Section 41 deals with attempted transmission of HIV. It states that a person who attempts to transmit HIV to another person commits a felony, punishable with utmost five years imprisonment, a fine, or both.

Section 43(1) addresses actual transmission of HIV. It stipulates that willful and intentional transmission of HIV to another person is an offence, punishable with imprisonment of not more than 10 years, a fine, or both.

From a public health perspective, these sections are very problematic, because any punitive provisions in a public health law, moreover one with the expressed intention of promoting human rights, are counterproductive. Besides, the offences also carry with them the dangers of misuse for blackmail and extortion. Consequently, from a legal perspective, they will also present formidable difficulties of proof and related matters that would be involved in prosecuting such crimes, culminating in increased stigmatization of people living with HIV and AIDS.

3.                  Conclusion

The HIV Prevention and Control Act, 2014, it must be noted, is by and large, a good law, although it faces its own peculiar challenges, both from a health and human rights perspective, as discussed above. Apparently, the rights to privacy and personal integrity, as enshrined under Articles 27 and 24 respectively, of the 1995 Uganda Constitution, are the most assaulted by this law.

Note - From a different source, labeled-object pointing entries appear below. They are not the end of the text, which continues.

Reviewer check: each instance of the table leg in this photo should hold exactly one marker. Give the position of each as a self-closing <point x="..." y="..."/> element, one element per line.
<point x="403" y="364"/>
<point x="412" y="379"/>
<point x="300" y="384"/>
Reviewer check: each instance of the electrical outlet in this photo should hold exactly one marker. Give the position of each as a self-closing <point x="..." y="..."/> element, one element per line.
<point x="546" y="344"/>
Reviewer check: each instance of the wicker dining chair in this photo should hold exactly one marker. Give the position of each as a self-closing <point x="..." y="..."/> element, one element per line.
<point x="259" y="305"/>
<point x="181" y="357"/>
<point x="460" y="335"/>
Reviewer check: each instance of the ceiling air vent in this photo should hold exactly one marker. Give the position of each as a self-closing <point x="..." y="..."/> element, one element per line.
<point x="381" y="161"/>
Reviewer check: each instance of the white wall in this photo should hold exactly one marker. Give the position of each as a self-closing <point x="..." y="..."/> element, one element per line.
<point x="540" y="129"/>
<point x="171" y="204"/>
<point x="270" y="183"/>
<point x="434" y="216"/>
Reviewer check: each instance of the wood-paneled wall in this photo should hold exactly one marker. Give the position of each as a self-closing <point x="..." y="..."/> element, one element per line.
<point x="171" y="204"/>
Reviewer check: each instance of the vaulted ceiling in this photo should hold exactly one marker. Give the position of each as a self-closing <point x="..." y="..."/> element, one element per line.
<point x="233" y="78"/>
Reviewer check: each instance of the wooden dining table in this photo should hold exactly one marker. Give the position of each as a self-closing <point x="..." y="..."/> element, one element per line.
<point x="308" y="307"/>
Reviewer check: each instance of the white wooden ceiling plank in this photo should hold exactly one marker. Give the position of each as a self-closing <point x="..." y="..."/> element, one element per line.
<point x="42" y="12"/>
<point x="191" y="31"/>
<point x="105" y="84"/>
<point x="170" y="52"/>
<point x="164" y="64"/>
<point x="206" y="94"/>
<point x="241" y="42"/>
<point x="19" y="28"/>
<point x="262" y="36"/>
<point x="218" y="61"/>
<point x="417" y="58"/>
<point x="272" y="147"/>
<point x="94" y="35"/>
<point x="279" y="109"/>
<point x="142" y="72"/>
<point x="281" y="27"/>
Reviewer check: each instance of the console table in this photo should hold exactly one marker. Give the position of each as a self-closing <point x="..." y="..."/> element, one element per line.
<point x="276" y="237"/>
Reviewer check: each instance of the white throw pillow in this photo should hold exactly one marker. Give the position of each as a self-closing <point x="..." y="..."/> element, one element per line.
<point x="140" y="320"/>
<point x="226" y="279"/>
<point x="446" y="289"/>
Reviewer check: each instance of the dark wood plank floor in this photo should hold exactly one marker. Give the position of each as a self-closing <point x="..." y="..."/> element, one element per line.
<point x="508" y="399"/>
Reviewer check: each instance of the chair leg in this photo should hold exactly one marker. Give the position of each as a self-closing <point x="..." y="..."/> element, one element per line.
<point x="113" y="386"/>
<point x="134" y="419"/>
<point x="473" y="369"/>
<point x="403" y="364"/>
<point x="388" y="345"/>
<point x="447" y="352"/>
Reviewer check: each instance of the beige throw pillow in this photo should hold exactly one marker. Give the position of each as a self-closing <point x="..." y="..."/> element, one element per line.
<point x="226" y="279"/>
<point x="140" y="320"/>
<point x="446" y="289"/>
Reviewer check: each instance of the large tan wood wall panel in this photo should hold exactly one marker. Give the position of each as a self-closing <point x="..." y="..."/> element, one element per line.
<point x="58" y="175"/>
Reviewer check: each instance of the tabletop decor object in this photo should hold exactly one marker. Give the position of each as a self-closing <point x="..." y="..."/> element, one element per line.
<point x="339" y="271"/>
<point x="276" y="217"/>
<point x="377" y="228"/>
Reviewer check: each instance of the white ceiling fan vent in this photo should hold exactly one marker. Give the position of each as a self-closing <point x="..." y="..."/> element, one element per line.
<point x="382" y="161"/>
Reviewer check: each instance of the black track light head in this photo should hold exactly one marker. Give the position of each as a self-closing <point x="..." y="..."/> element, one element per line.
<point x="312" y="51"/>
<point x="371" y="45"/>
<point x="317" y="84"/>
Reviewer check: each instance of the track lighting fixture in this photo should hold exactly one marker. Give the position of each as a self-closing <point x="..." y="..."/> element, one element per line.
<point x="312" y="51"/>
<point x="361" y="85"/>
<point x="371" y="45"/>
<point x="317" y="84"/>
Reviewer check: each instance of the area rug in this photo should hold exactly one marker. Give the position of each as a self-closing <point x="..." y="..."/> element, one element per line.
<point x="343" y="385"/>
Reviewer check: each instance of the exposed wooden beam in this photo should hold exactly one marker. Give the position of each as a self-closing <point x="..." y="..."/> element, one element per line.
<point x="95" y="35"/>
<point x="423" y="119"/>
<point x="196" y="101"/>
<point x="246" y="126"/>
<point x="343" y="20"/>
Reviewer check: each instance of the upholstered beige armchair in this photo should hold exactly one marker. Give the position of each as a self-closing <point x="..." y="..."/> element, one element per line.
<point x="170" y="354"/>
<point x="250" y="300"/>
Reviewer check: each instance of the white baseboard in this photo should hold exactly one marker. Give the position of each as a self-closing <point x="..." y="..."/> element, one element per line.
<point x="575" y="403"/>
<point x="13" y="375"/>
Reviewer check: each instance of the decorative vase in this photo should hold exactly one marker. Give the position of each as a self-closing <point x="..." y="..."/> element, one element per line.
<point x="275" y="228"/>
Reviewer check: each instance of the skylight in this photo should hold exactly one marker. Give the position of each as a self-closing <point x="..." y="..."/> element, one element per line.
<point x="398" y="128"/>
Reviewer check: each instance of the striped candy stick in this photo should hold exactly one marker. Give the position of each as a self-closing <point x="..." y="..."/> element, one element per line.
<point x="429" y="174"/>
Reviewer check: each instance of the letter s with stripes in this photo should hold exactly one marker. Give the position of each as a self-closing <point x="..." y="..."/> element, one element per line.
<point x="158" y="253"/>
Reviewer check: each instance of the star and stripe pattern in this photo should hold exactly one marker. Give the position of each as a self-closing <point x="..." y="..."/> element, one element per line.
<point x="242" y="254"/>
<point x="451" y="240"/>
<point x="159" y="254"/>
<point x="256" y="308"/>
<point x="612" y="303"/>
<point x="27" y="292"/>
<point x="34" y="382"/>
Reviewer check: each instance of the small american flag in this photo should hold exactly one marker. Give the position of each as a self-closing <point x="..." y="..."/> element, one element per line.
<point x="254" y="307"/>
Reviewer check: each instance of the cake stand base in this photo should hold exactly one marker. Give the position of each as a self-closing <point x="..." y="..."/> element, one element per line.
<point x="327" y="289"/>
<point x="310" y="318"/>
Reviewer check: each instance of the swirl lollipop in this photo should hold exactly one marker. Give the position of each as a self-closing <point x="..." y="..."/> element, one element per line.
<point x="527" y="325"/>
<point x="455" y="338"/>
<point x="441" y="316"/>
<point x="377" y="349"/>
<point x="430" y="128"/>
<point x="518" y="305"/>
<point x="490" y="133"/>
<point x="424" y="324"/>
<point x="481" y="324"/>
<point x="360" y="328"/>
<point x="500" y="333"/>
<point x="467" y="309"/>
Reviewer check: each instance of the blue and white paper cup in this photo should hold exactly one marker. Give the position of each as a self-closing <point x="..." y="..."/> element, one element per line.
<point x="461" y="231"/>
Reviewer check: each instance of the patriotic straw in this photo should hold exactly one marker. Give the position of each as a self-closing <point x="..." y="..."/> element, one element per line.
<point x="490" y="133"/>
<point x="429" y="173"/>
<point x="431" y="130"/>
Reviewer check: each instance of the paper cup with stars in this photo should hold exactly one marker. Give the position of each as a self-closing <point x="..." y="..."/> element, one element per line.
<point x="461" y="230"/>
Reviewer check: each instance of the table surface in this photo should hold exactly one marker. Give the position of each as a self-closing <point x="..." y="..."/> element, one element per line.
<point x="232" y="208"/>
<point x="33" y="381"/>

It is therefore, hoped that in performance of their respective duties, even with this law in place, the public health and legal authorities will endeavour to perform their duties with utmost diligence, giving full efficacy to the Act and the Constitution, by holding dearly, the best interests of people living with and affected by HIV and AIDS, whom this law is principally designed to benefit, in full compliance with medical law and standards to act in accordance with practices that are accepted as proper, by a responsible body of skilled medical personnel.[2]


Notes and References



[1] See, for instance, Re S (Adult: Refusal of Medical Treatment) [1992] 4 All ER 671, where a health authority applied for a declaration to authorise the surgeons and staff of a hospital, under the authority’s control, to carry out an emergency caesarean section operation upon a 30-year-old woman patient, who had been admitted to hospital with ruptured membranes and in spontaneous labour with her third pregnancy, and who had continued in labour since then. She was six days overdue beyond the expected date of birth and had refused, on religious grounds, to submit herself to such an operation, supported in this by her husband. The surgeon in charge of the patient was emphatic in his evidence that the operation was the only means of saving the patient’s life and that her baby could not be born alive if the operation was not carried out. It was held that the court would exercise its inherent jurisdiction to authorise the surgeons and staff of a hospital to carry out an emergency caesarean section operation upon a patient, contrary to her beliefs, if the operation was vital to protect the life of the unborn child. Accordingly, a declaration was granted that such an operation and any necessary consequential treatment which the hospital and its staff proposed to perform on the patient was in the vital interests of the patient and her unborn child, and could be lawfully performed despite the patient’s refusal to give her consent to the operation.

[2] This is the professional standard required of medical practitioners. In the case of Bolitho (Administratrix of the Estate of Bolitho (Deceased)) vs City and Hackney Health Authority [1997] 4 All ER 771, 776, Lord Browne-Wilkinson stated that, ‘The locus classicus of the test for the standard of care required of a doctor or any other person professing some skill or competence is the direction to the jury given by McNair J in Bolam v Friern Hospital Management Committee [1957] 2 All ER 118 at 122, [1957] 1 WLR 583 at 587: ‘I myself would prefer to put it this way: a doctor is not guilty of negligence if he has acted in accordance with a practice accepted as proper, by a responsible body of medical men skilled in that particular art …. Putting it the other way round, a doctor is not negligent, if he is acting in accordance with such a practice, merely because there is a body of opinion that takes a contrary view.’